El término “política”, en el sentido de “política pública”, tiene un desarrollo conceptual importante en el ámbito de las ciencias políticas. Se le ha definido como la respuesta o solución a determinados problemas relevantes, estableciendo cursos de acción para abordarlos y objetivos a alcanzar, expresando la voluntad de la autoridad.

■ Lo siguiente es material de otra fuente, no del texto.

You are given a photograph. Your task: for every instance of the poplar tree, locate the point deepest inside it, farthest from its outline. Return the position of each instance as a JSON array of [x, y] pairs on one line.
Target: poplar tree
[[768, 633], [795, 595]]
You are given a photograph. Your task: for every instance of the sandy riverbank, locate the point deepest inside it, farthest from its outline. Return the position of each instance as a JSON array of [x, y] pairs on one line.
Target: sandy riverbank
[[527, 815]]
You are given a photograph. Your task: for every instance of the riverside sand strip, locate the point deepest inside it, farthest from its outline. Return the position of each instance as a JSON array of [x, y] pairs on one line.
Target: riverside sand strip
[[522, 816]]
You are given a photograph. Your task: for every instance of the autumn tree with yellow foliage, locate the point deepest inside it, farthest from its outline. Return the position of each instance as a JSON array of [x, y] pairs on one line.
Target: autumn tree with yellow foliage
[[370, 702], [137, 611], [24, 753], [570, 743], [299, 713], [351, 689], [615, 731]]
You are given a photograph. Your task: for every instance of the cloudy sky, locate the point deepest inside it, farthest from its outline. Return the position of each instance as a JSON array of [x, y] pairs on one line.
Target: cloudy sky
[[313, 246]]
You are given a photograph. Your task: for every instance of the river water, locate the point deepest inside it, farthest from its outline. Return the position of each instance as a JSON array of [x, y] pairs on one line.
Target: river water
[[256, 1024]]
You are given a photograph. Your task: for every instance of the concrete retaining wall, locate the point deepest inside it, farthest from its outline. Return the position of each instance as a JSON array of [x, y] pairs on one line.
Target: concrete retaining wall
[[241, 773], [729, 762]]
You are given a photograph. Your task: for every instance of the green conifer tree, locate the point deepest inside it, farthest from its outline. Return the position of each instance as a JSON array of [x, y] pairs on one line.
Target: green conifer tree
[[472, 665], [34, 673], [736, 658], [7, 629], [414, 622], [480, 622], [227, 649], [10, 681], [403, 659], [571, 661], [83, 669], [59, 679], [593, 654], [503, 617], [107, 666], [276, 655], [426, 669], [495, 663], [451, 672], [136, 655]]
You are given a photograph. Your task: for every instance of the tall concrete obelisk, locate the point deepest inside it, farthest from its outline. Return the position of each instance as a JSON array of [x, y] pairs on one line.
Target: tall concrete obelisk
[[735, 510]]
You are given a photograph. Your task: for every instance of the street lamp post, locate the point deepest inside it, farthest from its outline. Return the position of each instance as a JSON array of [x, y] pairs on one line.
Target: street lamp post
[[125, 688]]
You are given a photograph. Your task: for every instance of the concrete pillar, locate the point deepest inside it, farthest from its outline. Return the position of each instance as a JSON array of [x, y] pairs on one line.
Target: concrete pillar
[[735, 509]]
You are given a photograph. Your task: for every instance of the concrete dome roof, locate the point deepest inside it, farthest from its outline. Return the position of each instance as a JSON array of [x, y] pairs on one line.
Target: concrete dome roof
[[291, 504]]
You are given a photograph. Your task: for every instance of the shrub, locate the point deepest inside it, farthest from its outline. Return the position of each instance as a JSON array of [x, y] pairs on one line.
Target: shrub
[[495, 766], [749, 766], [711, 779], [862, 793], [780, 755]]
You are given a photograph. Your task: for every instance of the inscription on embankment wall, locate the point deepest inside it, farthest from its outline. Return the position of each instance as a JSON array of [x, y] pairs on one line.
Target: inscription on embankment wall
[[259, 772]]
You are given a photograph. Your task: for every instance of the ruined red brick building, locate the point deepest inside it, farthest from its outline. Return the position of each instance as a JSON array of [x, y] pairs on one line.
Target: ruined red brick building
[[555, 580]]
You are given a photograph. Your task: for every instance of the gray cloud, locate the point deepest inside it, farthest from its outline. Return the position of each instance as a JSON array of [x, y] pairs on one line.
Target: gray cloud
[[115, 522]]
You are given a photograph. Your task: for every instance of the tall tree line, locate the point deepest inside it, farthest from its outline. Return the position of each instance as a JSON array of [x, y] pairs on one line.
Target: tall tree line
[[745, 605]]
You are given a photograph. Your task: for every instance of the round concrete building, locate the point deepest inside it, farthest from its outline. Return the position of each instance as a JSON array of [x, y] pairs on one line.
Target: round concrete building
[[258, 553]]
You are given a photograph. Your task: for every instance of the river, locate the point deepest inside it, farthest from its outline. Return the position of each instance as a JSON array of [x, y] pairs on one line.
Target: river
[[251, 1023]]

Si bien no es del todo claro que las “políticas de Estado” sean con toda precisión una “política pública” en el sentido que se da actualmente al término, esta definición conceptual nos permite preguntarnos ¿cuál es el “problema” que Chile tiene en o en relación con la Antártica?; o, lo que es lo mismo, ¿para qué necesitamos una política antártica nacional?; o, en términos más pragmáticos, ¿por qué invertimos allí esfuerzos y recursos?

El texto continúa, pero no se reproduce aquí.